Senne cita que a regulação e a maior transparência das plataformas digitais pode trazer benefícios para a garantia de que os cidadãos estão se informando com maior clareza. Ele cita como exemplo o que o ECA Digital tem feito para mitigar a circulação de informações problemáticas e proibidas para menores de idade.

Ele também aponta a necessidade de medidas de educação midiática, algo que o governo federal tem tentado fazer para mudar o paradigma atual e permitir que os jovens tenham maior confiança no jornalismo tradicional.

Falta habilidades afetam letramento digital

Os resultados encontrados também indicam dificuldades dos entrevistados para entender o funcionamento dos algoritmos e dinâmicas de recomendação de conteúdos próprias de plataformas digitais. Metade da população da pesquisa (50%) concorda que o que faz um conteúdo circular mais no ambiente online é ele ser mais confiável, enquanto 45% afirmam que todos encontram as mesmas informações quando pesquisam coisas na Internet.

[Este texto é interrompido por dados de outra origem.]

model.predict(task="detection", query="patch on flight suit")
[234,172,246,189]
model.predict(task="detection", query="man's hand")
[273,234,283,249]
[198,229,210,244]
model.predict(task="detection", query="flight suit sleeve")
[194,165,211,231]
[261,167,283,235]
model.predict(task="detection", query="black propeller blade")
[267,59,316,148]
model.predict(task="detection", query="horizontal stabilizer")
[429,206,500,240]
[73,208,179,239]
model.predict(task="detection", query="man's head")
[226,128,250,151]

Por outro lado, os dados indicam uma maior aptidão para compreender lógicas de monetização adotadas nesses ambientes por atores como influencers, veículos de mídia e as próprias plataformas. A pesquisa aponta que 64% dos usuários de Internet concordam que um influenciador é polêmico porque isso o faz ganhar maior visibilidade. Além disso, 61% concordam que as redes sociais são gratuitas porque ganham dinheiro com publicidade.

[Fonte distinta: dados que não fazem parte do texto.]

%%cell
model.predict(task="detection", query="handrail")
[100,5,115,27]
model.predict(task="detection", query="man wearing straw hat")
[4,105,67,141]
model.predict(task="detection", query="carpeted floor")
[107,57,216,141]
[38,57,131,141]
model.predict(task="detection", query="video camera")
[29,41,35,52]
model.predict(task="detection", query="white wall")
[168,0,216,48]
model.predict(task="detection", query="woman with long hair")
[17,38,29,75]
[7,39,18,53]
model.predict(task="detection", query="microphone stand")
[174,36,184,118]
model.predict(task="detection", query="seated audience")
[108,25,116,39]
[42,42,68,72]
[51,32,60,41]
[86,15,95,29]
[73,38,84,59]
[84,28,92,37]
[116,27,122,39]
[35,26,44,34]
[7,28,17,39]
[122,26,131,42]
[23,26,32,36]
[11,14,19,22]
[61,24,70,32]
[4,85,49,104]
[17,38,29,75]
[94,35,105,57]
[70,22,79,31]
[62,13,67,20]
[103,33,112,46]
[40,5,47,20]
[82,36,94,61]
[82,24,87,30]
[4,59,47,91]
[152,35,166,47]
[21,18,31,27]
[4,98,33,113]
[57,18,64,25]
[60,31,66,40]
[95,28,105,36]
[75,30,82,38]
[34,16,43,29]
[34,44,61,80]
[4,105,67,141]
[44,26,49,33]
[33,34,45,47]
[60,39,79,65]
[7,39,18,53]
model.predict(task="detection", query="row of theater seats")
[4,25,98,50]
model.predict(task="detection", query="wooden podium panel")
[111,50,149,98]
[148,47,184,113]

Identificação de informações falsas é menor entre mais pobres

A pesquisa revela, ainda, que fatores sociodemográficos, socioeconômicos e de conectividade estão associados a melhores capacidades de classificar corretamente informações como “falsas” e “enganosas” na Internet. Foi realizado um exercício em que os respondentes eram convidados a classificar como falsas ou verdadeiras um conjunto de informações que circularam no País nos últimos dois anos, iniciativa que contou com o apoio da Agência Lupa.

Os resultados foram melhores especialmente entre aqueles de 45 anos ou mais, das classe AB e com maior escolaridade. Usuários com conexão por fibra óptica e acesso à Internet, tanto pelo celular quanto pelo computador, também tiveram melhor desempenho na pesquisa. Grupos mais engajados em relação à verificação de informações e com melhor compreensão do funcionamento de plataformas digitais e mecanismos de busca apresentaram resultados ainda melhores.

A pesquisa também investiga percepções em relação a práticas de verificação de informações, sendo que 34% concordam totalmente ou em parte com a ideia de que “não vale a pena pesquisar se as informações que recebo são verdadeiras ou falsas”, além de 30% que não mostram interesse nesse tipo de pesquisa. Essa postura de desengajamento ocorre mais comumente entre os mais jovens de sexo masculino, das classes C e DE e com Ensino Fundamental I incompleto, e associa-se a uma maior dificuldade em classificar informações como verdadeiras ou falsas na Internet.

IAs generativas e deepfakes

Ao todo, 41% relataram ter contato diário com deepfakes — imagens, vídeos ou áudios produzidos ou manipulados por Inteligência Artificial generativa para parecerem verdadeiros. A percepção desse fenômeno foi mais acentuada nas faixas etárias entre 16 e 24 anos, em que a proporção chega a 44%. A pesquisa, entretanto, revela desigualdades associadas ao letramento digital, dado que o desconhecimento sobre o tema ou sobre o contato com deepfakes é maior entre as classes DE (20%) e pessoas com menor escolaridade (24%).

Quanto ao uso de ferramentas de IA generativa, os resultados indicam que metade (47%) dos usuários de Internet de 16 anos ou mais já usaram, por exemplo, o ChatGPT. As ferramentas utilizadas variam em função dos dispositivos de acesso, com a IA do WhatsApp sendo predominante entre aqueles que acessam a rede apenas pelo celular (38%).